Taking off? Checklist. Landing? Checklist. Engine failure? Checklist.
And they’re constantly adding new checklists for new scenarios. It gives them a reliable external system for dealing with this complex system.
I think they’d be a useful tool for us to have. Note as well: we’d like to think that as software developers, we’re all really intelligent (and we are!) and that we wouldn’t forget anything (we would!), and so we don’t need checklists. This is a common fallacy.
Another industry that started looking at checklists is healthcare. Now doctors are also really clever people, who you wouldn’t expect to forget things – but every time checklists are introduced, there’s a meaningful and noticeable drop in the rate of accidents and faults in surgery. That’s probably a good thing!
tl;dr: Checklists are great, you should consider using some.
So again: the Swiss cheese model of accident causation. Identifying all layers in a fault, all the reasons why a system went wrong.
Repeat my list of steps for fixing a loss of trust:
The funny thing is, when we lose trust, if we rebuild it correctly, we can often end up with more trust than we started with.
Here’s a well-studied phenomenon: If you go into a shop, you buy a piece of clothing, and when you get home the clothes have got a hole in it, the shop has failed in its promise of consistency and reliability. But then you go back and they replace it free of charge – you had a problem, they resolved it.
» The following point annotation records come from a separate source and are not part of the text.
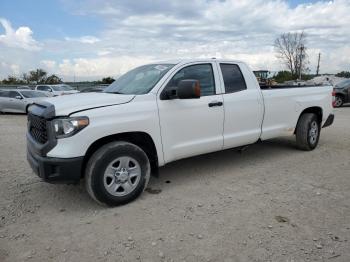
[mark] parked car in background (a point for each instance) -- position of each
(57, 90)
(342, 93)
(18, 100)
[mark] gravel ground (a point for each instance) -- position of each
(268, 203)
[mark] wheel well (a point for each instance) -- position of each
(315, 110)
(141, 139)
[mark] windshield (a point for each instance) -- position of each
(139, 80)
(33, 94)
(342, 84)
(62, 88)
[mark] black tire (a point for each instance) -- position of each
(97, 166)
(339, 101)
(306, 139)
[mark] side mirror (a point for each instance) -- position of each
(188, 89)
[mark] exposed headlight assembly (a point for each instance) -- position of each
(66, 127)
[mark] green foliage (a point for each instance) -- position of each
(53, 79)
(345, 74)
(107, 80)
(283, 76)
(12, 80)
(38, 76)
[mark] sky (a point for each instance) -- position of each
(90, 39)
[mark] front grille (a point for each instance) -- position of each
(38, 128)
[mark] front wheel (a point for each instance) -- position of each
(117, 173)
(308, 132)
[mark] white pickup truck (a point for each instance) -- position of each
(162, 112)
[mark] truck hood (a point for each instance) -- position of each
(66, 105)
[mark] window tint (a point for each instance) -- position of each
(202, 72)
(13, 94)
(233, 78)
(4, 94)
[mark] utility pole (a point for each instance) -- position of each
(301, 60)
(318, 64)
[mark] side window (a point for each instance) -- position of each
(233, 78)
(13, 94)
(201, 72)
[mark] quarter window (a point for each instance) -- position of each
(44, 88)
(201, 72)
(233, 78)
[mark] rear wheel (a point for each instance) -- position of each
(117, 173)
(338, 101)
(308, 132)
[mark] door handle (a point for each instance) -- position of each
(215, 103)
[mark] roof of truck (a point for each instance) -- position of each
(183, 61)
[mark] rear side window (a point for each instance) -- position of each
(43, 88)
(13, 94)
(201, 72)
(233, 78)
(4, 94)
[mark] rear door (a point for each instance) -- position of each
(192, 126)
(4, 101)
(242, 104)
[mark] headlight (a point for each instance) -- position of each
(65, 127)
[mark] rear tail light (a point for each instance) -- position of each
(333, 98)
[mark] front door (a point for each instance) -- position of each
(192, 126)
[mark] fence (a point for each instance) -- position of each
(77, 85)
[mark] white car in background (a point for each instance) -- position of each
(18, 100)
(56, 90)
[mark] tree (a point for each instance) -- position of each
(283, 76)
(53, 79)
(107, 80)
(345, 74)
(37, 76)
(291, 49)
(12, 80)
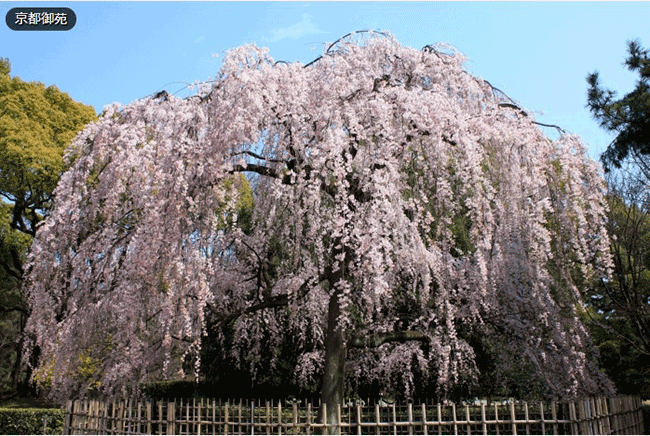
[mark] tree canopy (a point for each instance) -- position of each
(398, 202)
(36, 125)
(627, 117)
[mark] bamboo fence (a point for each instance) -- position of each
(619, 415)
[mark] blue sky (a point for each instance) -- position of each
(537, 53)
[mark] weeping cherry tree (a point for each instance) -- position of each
(401, 198)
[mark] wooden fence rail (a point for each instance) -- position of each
(619, 415)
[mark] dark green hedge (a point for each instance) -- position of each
(31, 421)
(168, 389)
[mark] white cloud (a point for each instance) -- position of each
(295, 31)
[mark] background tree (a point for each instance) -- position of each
(385, 231)
(628, 117)
(36, 125)
(619, 311)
You are more likely to shop there again – even compared to somebody who didn’t have a problem in the first place!
Remember again: trust is built as small interactions. They all build up incrementally, and that’s what gives us the basis to trust somebody. When a mistake happens and you fix it and you fix it well, those are new interactions that feed into somebody’s impression of you; that feed into that layer of trust. A mistake doesn’t have to be the end of the world as long as you don’t let it be.
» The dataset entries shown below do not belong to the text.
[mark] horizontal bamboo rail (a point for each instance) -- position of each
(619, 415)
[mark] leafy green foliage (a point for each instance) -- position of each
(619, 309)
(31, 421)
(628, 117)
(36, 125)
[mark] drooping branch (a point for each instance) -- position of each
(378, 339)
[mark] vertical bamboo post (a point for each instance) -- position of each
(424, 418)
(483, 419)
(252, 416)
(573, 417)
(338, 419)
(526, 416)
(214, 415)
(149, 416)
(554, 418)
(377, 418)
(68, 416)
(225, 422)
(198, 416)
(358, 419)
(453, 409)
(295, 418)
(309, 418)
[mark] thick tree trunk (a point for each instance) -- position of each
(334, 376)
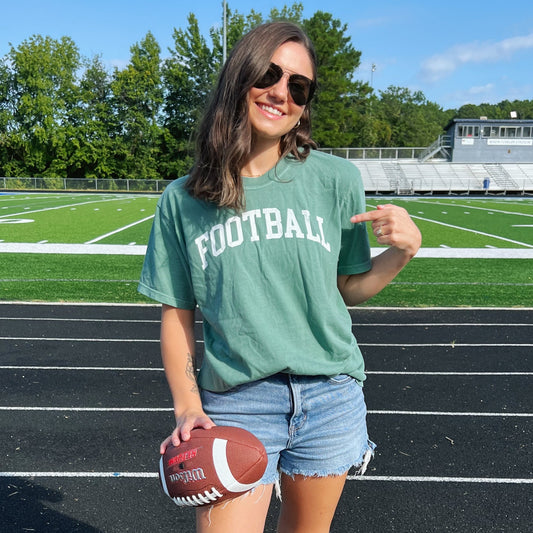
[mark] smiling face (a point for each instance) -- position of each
(272, 111)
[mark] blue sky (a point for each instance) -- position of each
(455, 52)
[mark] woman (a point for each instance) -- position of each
(267, 236)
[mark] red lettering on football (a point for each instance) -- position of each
(215, 465)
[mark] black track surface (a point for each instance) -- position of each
(450, 402)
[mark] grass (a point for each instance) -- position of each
(459, 222)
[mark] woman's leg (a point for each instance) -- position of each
(246, 514)
(308, 503)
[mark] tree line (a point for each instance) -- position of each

So let’s recap what I’ve shown you today.
We’ve talked about trust. I’ve shown you my framework for thinking about trust, and how trust is built – honesty, reliability, and shared values. If you encourage all three of those things, you have a system where trust can emerge. If you lose one of them, you have a problem.
I’ve shown you some examples of how you can build new tools, processes and systems to encourage those things – not just to try harder, but come up with ways to verify and validate them.
But if I want to take you to take one thing away from today, it’s this: trust is something you can actively build.
It’s not just a passive thing that happens. It doesn’t have to be something that occurs to you, that you have no control over. You can take actions to affect the trust that other people have in you, and that you have in other people. I’ve shown you my framework for dealing with trust; you might find another system that works better for you. Either way, the important thing is that trust is not just something that happens to you. It is something you can do.
And on that note I’ll finish. Thank you all very much!